The chief was awake, he said, and would see Ugwala presently. Meanwhile would he not dismount?
But a very strange kind of instinct had come over Hyland Thornhill, warning him to do nothing of the kind. It happened that as he sat in the saddle waiting, he had happened to see, by a side glance, the hut which the other man had entered. The doorway, for one brief moment, had been crowded with faces, whose expression there was no mistaking. His glance had also caught the gleam of assegais. All the rumours he had heard on the way down and, especially when he had got off the train at Telani, where in fact he had been seriously warned against taking this journey all alone – came back to him. He remembered, too, that many of the more reliable chiefs were reported to be disaffected.
“I will not wait, then,” he answered. “I must reach Kwabulazi to-night. Hlala-gahle.”

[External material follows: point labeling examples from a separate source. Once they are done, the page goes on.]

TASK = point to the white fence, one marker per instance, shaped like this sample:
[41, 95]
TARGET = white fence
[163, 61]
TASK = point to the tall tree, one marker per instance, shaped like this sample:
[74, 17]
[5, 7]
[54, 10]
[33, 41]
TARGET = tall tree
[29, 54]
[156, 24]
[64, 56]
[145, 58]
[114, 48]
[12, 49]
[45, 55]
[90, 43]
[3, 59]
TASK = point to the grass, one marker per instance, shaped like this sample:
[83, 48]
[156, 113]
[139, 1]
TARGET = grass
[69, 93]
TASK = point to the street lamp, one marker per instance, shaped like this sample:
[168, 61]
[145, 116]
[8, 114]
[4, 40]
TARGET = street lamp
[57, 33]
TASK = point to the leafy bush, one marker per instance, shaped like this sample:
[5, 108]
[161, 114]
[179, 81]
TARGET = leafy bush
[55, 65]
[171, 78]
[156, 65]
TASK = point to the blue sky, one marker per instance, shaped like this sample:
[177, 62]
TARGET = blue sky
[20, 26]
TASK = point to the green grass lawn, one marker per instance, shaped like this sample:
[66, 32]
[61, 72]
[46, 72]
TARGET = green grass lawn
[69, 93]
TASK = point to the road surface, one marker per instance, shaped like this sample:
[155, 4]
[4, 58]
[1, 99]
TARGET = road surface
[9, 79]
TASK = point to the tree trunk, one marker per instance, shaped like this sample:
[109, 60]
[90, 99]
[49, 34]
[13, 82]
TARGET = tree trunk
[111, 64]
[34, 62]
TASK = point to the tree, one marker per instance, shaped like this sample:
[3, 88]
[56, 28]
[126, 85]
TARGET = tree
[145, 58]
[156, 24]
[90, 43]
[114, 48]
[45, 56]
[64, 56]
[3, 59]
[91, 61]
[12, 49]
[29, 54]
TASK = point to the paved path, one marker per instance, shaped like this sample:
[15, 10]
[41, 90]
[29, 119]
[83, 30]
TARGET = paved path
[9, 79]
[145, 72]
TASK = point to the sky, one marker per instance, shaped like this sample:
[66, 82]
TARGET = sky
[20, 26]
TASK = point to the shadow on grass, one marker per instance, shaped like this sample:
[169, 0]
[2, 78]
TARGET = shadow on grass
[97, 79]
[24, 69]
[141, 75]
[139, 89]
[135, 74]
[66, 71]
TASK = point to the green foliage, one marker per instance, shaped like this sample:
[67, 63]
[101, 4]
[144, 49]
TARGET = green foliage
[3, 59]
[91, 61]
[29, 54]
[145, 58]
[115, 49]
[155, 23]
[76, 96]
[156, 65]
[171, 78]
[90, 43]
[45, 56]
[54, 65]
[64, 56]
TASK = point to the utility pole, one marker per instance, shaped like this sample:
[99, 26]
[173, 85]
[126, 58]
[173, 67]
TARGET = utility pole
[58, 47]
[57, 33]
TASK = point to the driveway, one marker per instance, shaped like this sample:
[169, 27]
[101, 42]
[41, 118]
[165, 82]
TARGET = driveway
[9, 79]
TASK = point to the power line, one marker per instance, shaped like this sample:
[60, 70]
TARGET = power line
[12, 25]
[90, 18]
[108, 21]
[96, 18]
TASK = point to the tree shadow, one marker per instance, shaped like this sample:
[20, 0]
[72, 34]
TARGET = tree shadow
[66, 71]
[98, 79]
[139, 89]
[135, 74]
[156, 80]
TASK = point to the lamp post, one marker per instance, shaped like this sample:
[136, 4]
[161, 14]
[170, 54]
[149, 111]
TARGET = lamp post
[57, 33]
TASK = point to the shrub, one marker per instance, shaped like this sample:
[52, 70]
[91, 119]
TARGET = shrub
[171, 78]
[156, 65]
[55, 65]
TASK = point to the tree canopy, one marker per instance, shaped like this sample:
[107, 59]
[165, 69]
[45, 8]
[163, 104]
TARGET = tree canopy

The other grunted a sullen reply. Hyland, as he pushed his lame horse along, did not feel at all easy in his mind. He would have felt less so still had he seen what happened a few minutes afterwards. Hardly was he out of sight of the kraal than a number of armed savages issued from it, racing over the veldt at an angle of forty-five divergent from the direction he was taking. But they knew their own plan. They knew moreover that he was riding a lame horse. And they never intended he should reach Kwabulazi that night – or ever.
As he held on his way his uneasiness took a new turn, and that on behalf of his father and sister. If things were going from bad to worse Sipazi was a lonely place. Surely his father would know better than to remain on there. Perhaps they were already in laager – he had heard that in some parts the farmers were going into laager – and again and again he cursed his luckless mount which had had the unfortunate foolishness to go dead lame just as he wanted him to put his best foot foremost.
Stung by these obtruding apprehensions, Hyland lashed his steed savagely. It sprang forward into a half-hearted canter, and again he lashed it. In front rose a long acclivity, the straight road ribanded out in red dust, in contrast to the green of the veldt. Then began a race – all unconsciously on the part of one competitor, but not so on that of others. Threescore armed savages were straining every muscle to gain the top of that acclivity the first, advancing stealthily through the mimosa bushes and long grass.
Up this the sorry horse cantered half heartedly. But Hyland Thornhill was in a bad temper now, a condition of mind begotten of growing anxiety. What was a mere quadruped to him then? And again the raw-hide lash curled round the animal’s ribs. It gave a feeble kick or two, but started off at a fairly respectable pace.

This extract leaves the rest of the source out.